Официант взглянул на него в растерянности, силясь понять, провокация это или просто шутка. Посетитель по виду никак не принадлежал к тем, кто ходил по городу с портупеей через плечо и кобурой на боку, в голубой рубашке или в красном берете, брал под козырек или вскидывал руку в фалангистском приветствии. Глаз у официанта был наметанный: этот импозантный господин в элегантном коричневом костюме, в шелковом галстуке, с платочком, торчащим из верхнего кармана, никак не вписывался в образ современного патриота.
– Ну, да, разумеется, да здравствует… – осторожно, с легкой запинкой отозвался он.
Должно быть, он видел, как арестовывают или расстреливают на месте тех, кто оказался неосторожен. Пуганая ворона, подумал Фалько, куста боится. И при виде такого благоразумия спросил себя, какая же, наверно, неимоверная классовая ненависть скопилась под белой курткой этого пожилого официанта, столько лет подававшего вермут молодым севильским хлыщам. И не потому ли восемь месяцев назад, после военного мятежа, он сохранил работу и жизнь, что вовремя разорвал свой профсоюзный билет и благоразумно кричал «ура!» победившей стороне. Может быть, даже на кого-то донес, поскольку это был самый простой способ обезопасить себя в этом городе, где националисты особо свирепствовали в рабочих кварталах и в кругах республиканцев: с 18 июля было расстреляно три тысячи человек. И Фалько никак не удавалось отделаться от этой мысли, и всякий раз, встречая выжившего (откуда бы и кем бы он ни был), спрашивал себя, какую именно гнусность совершил тот, чтобы уцелеть.

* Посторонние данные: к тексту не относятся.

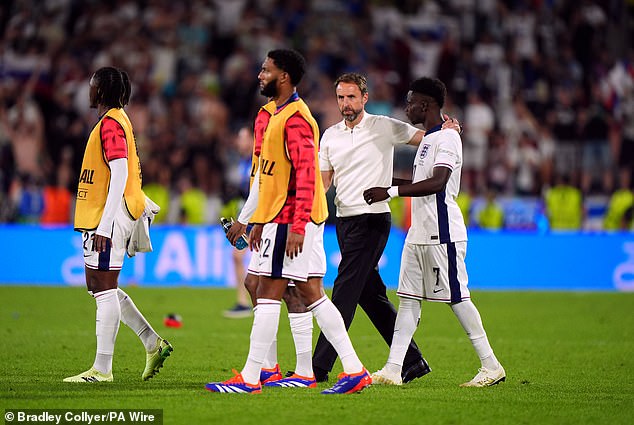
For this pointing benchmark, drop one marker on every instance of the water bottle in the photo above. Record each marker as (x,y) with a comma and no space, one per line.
(242,242)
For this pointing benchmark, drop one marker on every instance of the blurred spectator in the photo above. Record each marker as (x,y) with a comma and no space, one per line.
(596,153)
(479,122)
(28,199)
(620,201)
(564,205)
(189,203)
(157,183)
(58,199)
(525,161)
(491,216)
(555,71)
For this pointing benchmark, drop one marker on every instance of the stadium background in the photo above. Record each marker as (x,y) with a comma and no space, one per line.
(544,90)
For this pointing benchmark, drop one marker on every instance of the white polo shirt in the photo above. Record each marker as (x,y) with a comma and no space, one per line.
(437,218)
(361,158)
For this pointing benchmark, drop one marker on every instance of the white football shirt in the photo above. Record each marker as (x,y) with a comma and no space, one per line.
(437,218)
(362,158)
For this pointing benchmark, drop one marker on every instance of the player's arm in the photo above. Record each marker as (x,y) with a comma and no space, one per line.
(239,228)
(115,150)
(327,171)
(449,123)
(326,177)
(300,144)
(436,183)
(399,182)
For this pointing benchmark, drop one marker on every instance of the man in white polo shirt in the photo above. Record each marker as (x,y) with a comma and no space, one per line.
(355,154)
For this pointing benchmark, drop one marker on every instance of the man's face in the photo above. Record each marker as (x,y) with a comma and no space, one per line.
(350,100)
(416,107)
(93,92)
(268,78)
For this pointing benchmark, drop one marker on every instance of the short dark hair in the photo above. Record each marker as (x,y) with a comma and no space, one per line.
(354,78)
(431,87)
(290,61)
(113,87)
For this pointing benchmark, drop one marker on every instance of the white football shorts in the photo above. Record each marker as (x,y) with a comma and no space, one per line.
(112,259)
(434,272)
(273,261)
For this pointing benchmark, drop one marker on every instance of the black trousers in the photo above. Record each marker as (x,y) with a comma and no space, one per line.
(362,240)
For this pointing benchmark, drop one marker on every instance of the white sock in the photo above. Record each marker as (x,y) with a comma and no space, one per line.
(470,319)
(266,319)
(132,317)
(270,359)
(302,330)
(331,324)
(107,326)
(406,323)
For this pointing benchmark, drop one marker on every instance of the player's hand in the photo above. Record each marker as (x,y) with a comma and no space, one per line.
(236,230)
(294,244)
(100,243)
(255,237)
(375,194)
(451,123)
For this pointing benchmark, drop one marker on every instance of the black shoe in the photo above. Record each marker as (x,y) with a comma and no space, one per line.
(415,370)
(320,374)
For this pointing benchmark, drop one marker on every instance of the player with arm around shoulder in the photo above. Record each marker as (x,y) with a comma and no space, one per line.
(433,260)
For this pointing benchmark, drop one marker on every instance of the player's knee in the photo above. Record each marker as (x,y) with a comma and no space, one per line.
(293,300)
(251,283)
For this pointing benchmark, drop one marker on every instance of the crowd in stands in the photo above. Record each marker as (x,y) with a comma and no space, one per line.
(544,89)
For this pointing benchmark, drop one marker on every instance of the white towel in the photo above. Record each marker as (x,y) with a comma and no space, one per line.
(140,238)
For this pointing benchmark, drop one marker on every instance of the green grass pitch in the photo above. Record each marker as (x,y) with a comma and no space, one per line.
(569,359)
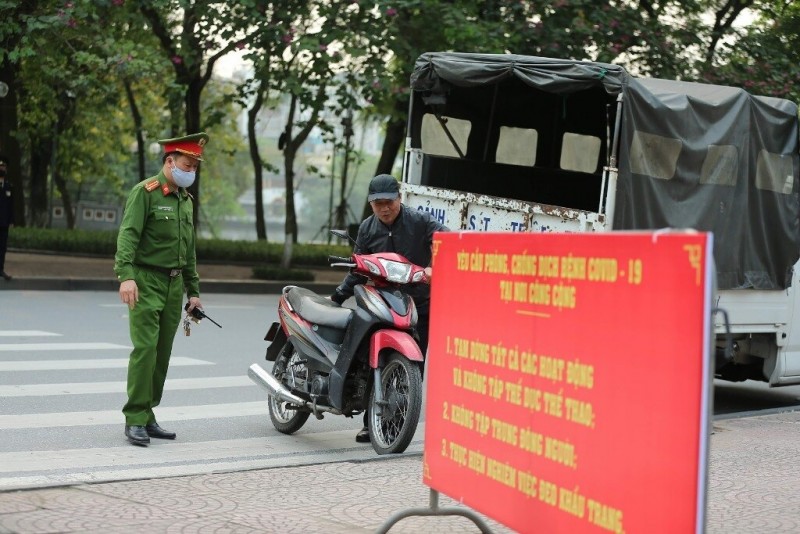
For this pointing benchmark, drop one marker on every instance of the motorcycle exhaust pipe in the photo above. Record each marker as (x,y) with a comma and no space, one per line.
(258,375)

Он улыбнулся официанту, как сообщнику, поправил узел галстука и вдоль красивых изразцовых стен двинулся к вестибюлю через центральный двор, в окна которого щедро лились потоки солнечного света. И он окутал Фалько, и вдохнул в него какую-то радость жизни. Впрочем, Севилья неизменно грела ему душу смесью прошлого, настоящего и будущего. Он прибыл сюда только сегодня утром, подчиняясь телеграмме адмирала, выдернувшей его из Лиссабона: «Спешно завершите начатое. Срочно требуется ваше присутствие Саламанке». Однако проведя целый день в машине и примчавшись в Саламанку, Фалько узнал от Марили Грангер, секретарши адмирала, что неотложные дела вызвали того в Севилью. Сказал, что встретится с тобой там, добавила Марили. И как можно скорей. Велел остановиться в отеле «Инглатерра» и ждать указаний.
– А зачем, не знаешь? – спросил Фалько.
– Понятия не имею. Сообщат, когда шеф сочтет нужным.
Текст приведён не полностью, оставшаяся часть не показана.